Saudi businessman (born 1946)

Bakr bin Mohammed bin 'Awad bin Laden (بكر بن محمد بن عوض بن لادن; born 1946) is the former chairman of the Jeddah-based Saudi Binladin Group and the former largest shareholder in the group, with a 23.58% holding. He is the son of the family's patriarch, Mohammed bin Awad bin Laden, and a half-brother of Osama bin Laden.

== Education ==
Bakr bin Laden attended college at the University of Miami School of Business at the University of Miami in Coral Gables, Florida in the United States.

== Career ==
Despite the Arabian Peninsula's comparatively small construction sector compared to other regions of the world, Saudi Binladin Group grew substantially under bin Laden's management. Under his leadership, the firm joined with Qatari Diar, a Doha-based real estate company, to launch a joint venture holding company, which is expected to have a significant capital base. The new venture will have two umbrella firms, one of which will carry out large contracting and construction works in Qatar and the rest of the world. It is also currently working to secure a $994.6m contract to design and build 30 parcels in the King Abdullah Financial District in Riyadh.

In April 2018, while under detention by the Saudi government, Bakr transferred his investment stake in Saudi Binladin Group to the government of Saudi Arabia.

== Arrest ==

On 4 November 2017, Bakr bin Laden was arrested in Saudi Arabia in a corruption crackdown conducted by a new royal anti-corruption committee and detained without trial. Bakr was initially detained at the Ritz-Carlton in Riyadh and later held in a publicly-unknown location. The Saudi government seized the deed to a villa owned by Bakr overlooking the Red Sea.

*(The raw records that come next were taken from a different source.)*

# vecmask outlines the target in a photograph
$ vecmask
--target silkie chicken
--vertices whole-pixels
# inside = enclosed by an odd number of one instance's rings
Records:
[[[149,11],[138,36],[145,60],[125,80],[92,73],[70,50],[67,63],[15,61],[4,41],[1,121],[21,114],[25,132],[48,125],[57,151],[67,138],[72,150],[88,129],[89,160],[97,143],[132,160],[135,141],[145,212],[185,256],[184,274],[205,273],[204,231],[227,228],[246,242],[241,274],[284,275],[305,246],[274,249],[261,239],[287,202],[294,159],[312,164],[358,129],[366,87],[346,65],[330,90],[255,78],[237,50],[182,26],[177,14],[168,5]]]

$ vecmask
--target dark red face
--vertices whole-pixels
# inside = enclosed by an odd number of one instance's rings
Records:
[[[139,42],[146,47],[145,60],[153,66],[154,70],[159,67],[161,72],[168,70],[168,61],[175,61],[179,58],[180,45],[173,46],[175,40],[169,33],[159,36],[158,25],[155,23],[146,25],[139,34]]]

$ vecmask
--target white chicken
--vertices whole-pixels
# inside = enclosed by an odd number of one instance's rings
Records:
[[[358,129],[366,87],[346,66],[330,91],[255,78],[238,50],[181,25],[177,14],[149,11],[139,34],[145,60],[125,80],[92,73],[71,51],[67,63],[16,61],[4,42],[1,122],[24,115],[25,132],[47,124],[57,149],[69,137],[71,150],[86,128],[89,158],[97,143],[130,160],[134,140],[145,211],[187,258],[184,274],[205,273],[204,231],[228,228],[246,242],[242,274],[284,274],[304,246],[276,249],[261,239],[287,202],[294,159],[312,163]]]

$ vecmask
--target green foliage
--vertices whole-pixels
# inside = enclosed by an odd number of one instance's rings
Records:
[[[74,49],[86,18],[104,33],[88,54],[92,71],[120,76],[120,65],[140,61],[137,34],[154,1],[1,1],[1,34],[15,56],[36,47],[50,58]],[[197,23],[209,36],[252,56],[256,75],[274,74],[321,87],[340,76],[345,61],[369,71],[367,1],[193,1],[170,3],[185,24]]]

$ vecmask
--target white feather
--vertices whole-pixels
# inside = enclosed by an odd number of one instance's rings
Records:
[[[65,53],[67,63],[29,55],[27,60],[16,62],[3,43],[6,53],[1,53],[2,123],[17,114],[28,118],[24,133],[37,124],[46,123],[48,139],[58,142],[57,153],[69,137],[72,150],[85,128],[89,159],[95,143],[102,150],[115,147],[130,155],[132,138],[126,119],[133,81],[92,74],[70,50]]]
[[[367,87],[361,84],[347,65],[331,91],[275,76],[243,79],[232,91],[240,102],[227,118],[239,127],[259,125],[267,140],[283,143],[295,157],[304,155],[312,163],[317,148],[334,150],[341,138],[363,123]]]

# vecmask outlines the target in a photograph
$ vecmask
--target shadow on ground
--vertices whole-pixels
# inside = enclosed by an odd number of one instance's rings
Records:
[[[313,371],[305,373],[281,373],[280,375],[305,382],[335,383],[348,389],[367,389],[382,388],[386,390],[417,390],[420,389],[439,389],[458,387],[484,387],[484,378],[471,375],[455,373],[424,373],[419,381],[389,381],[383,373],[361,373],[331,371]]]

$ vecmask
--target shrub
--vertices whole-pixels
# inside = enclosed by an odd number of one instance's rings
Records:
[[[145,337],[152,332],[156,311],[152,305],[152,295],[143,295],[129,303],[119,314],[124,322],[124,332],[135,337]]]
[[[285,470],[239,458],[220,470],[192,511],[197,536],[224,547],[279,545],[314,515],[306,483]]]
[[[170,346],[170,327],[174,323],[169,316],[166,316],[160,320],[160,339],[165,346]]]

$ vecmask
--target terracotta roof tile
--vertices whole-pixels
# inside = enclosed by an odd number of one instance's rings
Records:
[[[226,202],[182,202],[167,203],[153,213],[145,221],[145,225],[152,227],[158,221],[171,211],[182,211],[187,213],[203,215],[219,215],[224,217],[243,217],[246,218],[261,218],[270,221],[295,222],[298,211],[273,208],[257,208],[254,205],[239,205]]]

In January 2019, Bakr bin Laden and several other detainees were released by the Saudi government. In addition to bin Laden, those released include Mohammed Hussein Al Amoudi, a businessman with substantial investments in Ethiopia and with Amr Dabbagh, a former government minister who once led the Saudi Arabian General Investment Authority, which is designed to attract foreign investment in Saudi Arabia. His release followed global pressure on the Saudi government and Crown Prince Mohammed bin Salman following the assassination of Jamal Khashoggi by Saudi agents at the Saudi consulate in Istanbul.